World Food Programme Executive Director urges more funding for cyclone-hit Mozambique
After arriving Tuesday in Beira, which was struck by Cyclone Idai on March 14, hitting the port city of half a million people, Beasley overflew the nearby town of Buzi – which had been all but submerged by raging floodwaters – and met survivors receiving airlifted WFP assistance in the isolated village of Guara Guara.
“These people’s lives have been devastated, they have no livelihoods now, they’ve lost their homes, they’ve lost their farms, they’ve lost their crops, they’ve lost loved ones. And they’re going to need help at least for the next six to 12 months to get back on their feet,” Beasley said. “We need the international community to rally behind the victims of this storm with major financial support, so WFP can help the survivors of Cyclone Idai.”

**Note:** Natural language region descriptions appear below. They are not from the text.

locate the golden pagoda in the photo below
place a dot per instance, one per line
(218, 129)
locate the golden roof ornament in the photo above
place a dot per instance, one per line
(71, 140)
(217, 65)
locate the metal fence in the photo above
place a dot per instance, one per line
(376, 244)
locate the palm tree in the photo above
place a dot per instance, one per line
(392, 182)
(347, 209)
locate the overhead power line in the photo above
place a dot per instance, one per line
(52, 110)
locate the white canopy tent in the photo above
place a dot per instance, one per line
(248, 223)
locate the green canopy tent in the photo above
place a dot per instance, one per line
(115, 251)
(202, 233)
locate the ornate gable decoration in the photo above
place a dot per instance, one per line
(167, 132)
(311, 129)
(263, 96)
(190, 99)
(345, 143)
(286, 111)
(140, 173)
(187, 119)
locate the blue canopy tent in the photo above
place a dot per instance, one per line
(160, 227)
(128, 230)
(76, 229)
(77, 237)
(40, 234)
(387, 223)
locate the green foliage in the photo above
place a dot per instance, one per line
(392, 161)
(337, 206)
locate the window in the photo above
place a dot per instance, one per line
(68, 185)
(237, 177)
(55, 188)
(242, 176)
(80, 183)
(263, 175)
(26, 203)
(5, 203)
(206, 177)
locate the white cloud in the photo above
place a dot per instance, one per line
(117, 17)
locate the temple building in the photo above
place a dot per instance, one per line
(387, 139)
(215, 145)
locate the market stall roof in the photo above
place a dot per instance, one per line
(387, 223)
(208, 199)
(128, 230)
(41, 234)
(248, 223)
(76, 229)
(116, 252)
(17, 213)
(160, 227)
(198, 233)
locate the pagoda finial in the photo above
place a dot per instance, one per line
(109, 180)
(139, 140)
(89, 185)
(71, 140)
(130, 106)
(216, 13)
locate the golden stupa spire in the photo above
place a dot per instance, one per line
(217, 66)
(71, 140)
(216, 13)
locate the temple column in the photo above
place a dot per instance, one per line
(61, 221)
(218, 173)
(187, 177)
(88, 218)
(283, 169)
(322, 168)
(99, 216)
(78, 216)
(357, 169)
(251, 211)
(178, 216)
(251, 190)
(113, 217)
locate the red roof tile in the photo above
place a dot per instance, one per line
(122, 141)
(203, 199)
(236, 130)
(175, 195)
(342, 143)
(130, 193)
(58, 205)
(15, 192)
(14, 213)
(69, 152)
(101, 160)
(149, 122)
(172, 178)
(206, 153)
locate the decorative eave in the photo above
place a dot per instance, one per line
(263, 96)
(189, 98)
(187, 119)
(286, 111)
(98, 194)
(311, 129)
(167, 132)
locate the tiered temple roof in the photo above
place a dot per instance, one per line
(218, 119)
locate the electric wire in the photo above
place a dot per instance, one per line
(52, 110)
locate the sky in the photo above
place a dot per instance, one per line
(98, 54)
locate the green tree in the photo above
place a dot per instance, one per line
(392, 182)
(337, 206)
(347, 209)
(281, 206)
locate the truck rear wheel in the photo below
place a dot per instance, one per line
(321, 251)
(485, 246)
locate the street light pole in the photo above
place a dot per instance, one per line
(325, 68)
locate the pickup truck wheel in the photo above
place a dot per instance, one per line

An estimated 400,000 hectares of crops – primarily maize – were washed away just weeks ahead of the main April–May harvest. Other key sources of income, like livestock and fisheries, have also been badly affected.
Victims will need sustained support until they can get back on their feet – in the case of subsistence farmers, until the next main harvest in mid-2020. “We need to work together with the Government of Mozambique and the communities to ensure rehabilitation is done in a way that will prevent this devastation happening again, build better everything: houses, schools and health centres to stand the shocks,” added Beasley.
The disaster has demonstrated how vulnerable communities are to climate shocks and will inevitably push up already high malnutrition rates.
Since the cyclone hit, WFP has provided food assistance to more than 150,000 people, intends to reach half a million in the coming weeks, and, as soon as possible, all 1.7 million people urgently in need of food.
Displaced cyclone victims sheltering in scores of schools and churches in Beira and surrounding areas have received easy-to-prepare fortified blended food. Sixty metric tons of high energy biscuits airlifted into the country have been dropped by helicopter to people stranded by the floodwaters.
With 86,000 metric tons of commodities needed in the next three months, WFP is procuring large quantities of cereals, vegetable oil and fortified blended foods elsewhere in southern Africa, and shipping and trucking them into Mozambique. As conditions permit, WFP will increase local procurement.
As lead of the global humanitarian logistics “cluster” that helps coordinate the relief effort, WFP has deployed to Beira three MI-8 transport helicopters and a freight aircraft to support the broader humanitarian response. As lead of the emergency telecommunications cluster, WFP has been working to re-establish vital networks that can accelerate the response by government and humanitarian agencies.
Almost 60 additional WFP staff have been deployed to Mozambique, and 45 more are on the way: emergency coordinators, air operations managers and programming, logistics and telecommunications experts.
WFP requires US$140 million for the next three months.
On Wednesday in Maputo, Beasley met President Nyusi, key government ministers and donor representatives. "In these last two days, I was heartbroken by the devastation, but I also saw courage and determination on the faces of the Mozambican people”, he said. “The terrible destruction cannot dampen their spirits. WFP will stay with them, scaling up to help as many as possible.
“I urge the international community to respond quickly and generously, because lives are truly in the balance right now.”